「死はいつ誰に訪れるかわからない。そう思うと、今日という限られた人生の一日が、貴重なものに思えてくる」そう本に綴った阿南さんのお話です。

【略称】インタビュアー:岸田 / ゲスト:阿南

更新日:2015年03月07日

【発覚・告知】

 

岸田 子宮頸がんだとわかったときのことを教えてください。

阿南 最初の就職先が大企業だったので健康診断とかがけっこうしっかりしていて、子宮頸がん検診もちゃんと受けてたんですけど、検診の半年後に出血があって、病院に行ったらかなり進んでいる子宮頸がんが見つかってしまったという感じです。

岸田 子宮頸がんが見つかったときって、さらっと告知されたんですか?

阿南 病院で内診を受けたんですけど その先生が看護師さんに「すぐ医院長を呼んできて」っておっしゃったので、悪い病気だな、みたいなのがあって。院長が来たときに、「先生、私大丈夫です、なんでも受けとめるので言ってください」って言ったら、「子宮頸がんがかなり進んでいます」っていうふうに。

岸田 聞いたときどう思いました?

阿南 子宮頸がんというものが、まだメジャーじゃなかったので、よくわからなくて。「子宮頸がんの『頸』ってなんだろう?」みたいな。

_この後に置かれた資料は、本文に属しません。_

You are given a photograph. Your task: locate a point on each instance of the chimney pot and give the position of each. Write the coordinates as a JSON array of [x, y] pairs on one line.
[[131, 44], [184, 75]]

岸田 ですよね。とりあえず子宮らへんのやつじゃないかっていう感じですよね。

阿南 そう。それぐらいしか知識がなくて、すぐ両親を呼んでくださいって言われました。両親もたぶん子宮頸がんを知らなくて、みんなが個別に情報を探すんですよ。当時ものすごく間違った情報もたくさんあって、お母さんがその中で、「性的な活動が盛んな人がなる」みたいな情報にアクセスしてしまって。お母さんに「あんたはそういう経験が多いのか」と言われて、私もそもそも知識がないから誰でもなるっていうのがわからなかったし、何も言い返せなくって。でもその情報を見たときのお母さんもすごい傷ついただろうなとか、そういう状況で。 もうなんかゴチャゴチャでしたね、いろいろ。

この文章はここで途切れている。